# Dataclasses

Before Python 3.7, representing simple data structures often involved using tuples, dictionaries, or basic classes, each with its limitations in readability, maintainability, and structure. 
Data classes, introduced in Python 3.7 via PEP 557, addressed these challenges by offering a structured yet flexible way to define classes primarily for storing data.

With **dataclasses**:

- Readability is enhanced with less boilerplate and clear type annotations.
= Maintainability improves due to auto-generated methods and reduced custom code.
- Flexibility is achieved as they combine the best features of tuples and dictionaries.
- Type Safety is promoted by integrating with static type checkers like mypy.

In essence, data classes represent a modern approach to data-centric object-oriented programming in Python, emphasizing clarity, structure, and type safety.

Defining a dataclass

In [95]:
from dataclasses import dataclass, field

@dataclass
class DcPerson:
    first_name: str
    last_name: str
    age: int

The dataclasses module in Python facilitates the auto-generation of boilerplate code for several foundational class operations, ensuring enhanced efficiency and maintainability. 

Simultaneously, it upholds the intrinsic properties and extensibility of traditional classes, ensuring that developers retain full control over the class's behavior and structure.

Basic functionalities provided by dataclasses.

1. **Auto-generation of Special Methods**:
    - `__init__`: Constructor method
    - `__repr__`: Representation method
    - `__eq__`: Equality comparison method
    - Ordering methods (`__lt__`, `__le__`, `__gt__`, `__ge__`) with the `order` parameter
    - `__hash__`: Hash method, generated under certain conditions


You can observe below that to define a dataclass you need not to implement the  __init__ method.

In [96]:
from dataclasses import dataclass, field, asdict, astuple, replace, is_dataclass

@dataclass(order=True, frozen=True)
class Person:
    name: str
    age: int
    email: str = field(default='')


person1 = Person('Alice', 25, 'alice@example.com')
person2 = Person('Bob', 30, 'bob@example.com')
person3 = Person('Charlie', 35, 'charlie@example.com')

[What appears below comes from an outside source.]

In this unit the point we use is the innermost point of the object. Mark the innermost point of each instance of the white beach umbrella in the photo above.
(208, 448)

print(person1, person2, person3, sep='\n')


Person(name='Alice', age=25, email='alice@example.com')
Person(name='Bob', age=30, email='bob@example.com')
Person(name='Charlie', age=35, email='charlie@example.com')


As we can observe above dataclass autoomatically adds the __repr__ implementation to class to present it with its name and all field data. </b>

To exclude any field in the __repr__ representation of class, we can add `field(repr=false)` in front of field as described below.

In [97]:
@dataclass
class Person1:
    name: str
    age: int = field(repr=False)
    email: str = field(default='')
    
person4 = Person1('Dave', 40, 'dave@dummuy.com')

print(person4)

Person1(name='Dave', email='dave@dummuy.com')

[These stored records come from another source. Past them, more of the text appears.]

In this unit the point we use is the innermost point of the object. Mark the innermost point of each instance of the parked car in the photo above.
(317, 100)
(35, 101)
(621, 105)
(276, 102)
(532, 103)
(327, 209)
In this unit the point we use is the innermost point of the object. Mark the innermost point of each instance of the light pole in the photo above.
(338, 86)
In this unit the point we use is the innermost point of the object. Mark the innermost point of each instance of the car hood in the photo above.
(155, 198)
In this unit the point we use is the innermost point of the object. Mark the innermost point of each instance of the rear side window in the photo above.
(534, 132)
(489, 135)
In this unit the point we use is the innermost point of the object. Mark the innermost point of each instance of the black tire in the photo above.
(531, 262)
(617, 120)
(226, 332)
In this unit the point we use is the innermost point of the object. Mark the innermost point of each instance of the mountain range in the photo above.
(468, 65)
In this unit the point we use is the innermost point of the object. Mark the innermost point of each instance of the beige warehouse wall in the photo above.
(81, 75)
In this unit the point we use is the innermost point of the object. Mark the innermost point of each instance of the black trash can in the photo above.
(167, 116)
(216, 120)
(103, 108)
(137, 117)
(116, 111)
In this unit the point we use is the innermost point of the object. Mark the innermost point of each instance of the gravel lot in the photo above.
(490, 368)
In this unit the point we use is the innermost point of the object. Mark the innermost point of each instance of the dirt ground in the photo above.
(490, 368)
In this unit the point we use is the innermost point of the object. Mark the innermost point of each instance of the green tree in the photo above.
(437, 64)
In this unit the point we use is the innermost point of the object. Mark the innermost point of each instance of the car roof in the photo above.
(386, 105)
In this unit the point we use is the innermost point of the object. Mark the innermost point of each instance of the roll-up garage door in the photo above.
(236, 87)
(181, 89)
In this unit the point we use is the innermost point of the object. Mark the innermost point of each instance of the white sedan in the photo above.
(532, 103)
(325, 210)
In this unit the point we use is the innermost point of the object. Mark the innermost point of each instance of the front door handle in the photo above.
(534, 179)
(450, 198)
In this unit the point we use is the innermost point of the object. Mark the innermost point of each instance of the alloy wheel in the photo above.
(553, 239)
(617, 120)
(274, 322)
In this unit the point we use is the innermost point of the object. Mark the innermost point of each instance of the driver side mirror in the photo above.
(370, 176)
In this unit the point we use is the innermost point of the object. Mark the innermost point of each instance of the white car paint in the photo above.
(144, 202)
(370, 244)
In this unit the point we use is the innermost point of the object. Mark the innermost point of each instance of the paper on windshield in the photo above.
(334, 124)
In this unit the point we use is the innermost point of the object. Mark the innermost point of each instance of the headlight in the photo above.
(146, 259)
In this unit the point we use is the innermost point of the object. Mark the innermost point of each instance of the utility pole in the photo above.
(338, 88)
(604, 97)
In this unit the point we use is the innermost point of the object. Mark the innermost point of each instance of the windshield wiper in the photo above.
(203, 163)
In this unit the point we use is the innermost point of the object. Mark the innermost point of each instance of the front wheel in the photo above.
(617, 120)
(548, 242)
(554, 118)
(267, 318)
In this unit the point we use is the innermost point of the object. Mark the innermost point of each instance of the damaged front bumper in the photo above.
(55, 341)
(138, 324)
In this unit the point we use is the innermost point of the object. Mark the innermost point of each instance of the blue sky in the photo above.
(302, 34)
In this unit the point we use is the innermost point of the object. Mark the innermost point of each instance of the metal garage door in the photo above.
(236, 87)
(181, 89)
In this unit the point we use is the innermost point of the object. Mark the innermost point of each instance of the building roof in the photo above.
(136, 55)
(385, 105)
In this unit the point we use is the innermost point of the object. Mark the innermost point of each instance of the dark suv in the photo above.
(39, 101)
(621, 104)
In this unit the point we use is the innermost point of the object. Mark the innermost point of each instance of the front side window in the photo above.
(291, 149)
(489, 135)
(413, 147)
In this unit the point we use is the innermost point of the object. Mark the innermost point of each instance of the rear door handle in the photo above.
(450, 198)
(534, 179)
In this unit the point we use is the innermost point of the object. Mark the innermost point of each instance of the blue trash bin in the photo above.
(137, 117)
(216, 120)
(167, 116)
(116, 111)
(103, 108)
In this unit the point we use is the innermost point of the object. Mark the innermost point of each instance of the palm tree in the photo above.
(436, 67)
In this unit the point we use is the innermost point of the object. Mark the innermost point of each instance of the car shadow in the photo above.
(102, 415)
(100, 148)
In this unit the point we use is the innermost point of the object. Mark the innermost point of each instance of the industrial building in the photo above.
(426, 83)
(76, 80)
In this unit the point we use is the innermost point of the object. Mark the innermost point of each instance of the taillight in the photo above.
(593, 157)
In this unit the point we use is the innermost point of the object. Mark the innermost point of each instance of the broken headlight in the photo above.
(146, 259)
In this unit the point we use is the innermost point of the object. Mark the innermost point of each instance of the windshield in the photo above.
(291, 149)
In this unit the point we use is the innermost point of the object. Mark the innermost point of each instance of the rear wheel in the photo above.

Unlike default classes where default equality behavior is to compare the id of class instances, dataclass compares all the field values to determine the equality by default. We can also specify which fields to ignore while implementing the `__eq__`.

In [98]:
class DefaultPerson:
    def __init__(self, name, age, email=''):
        self.name = name
        self.age = age
        self.email = email
        
person5 = DefaultPerson('Eve', 45, 'dummy@abc.com')
person6 = DefaultPerson('Eve', 45, 'dummy@abc.com')

print(f'Is {person5} and {person6} from Default class equal? {person5 == person6}')

person7 = Person('Eve', 45, 'dummy@abc.com')
person8 = Person('Eve', 45, 'dummy@abc.com')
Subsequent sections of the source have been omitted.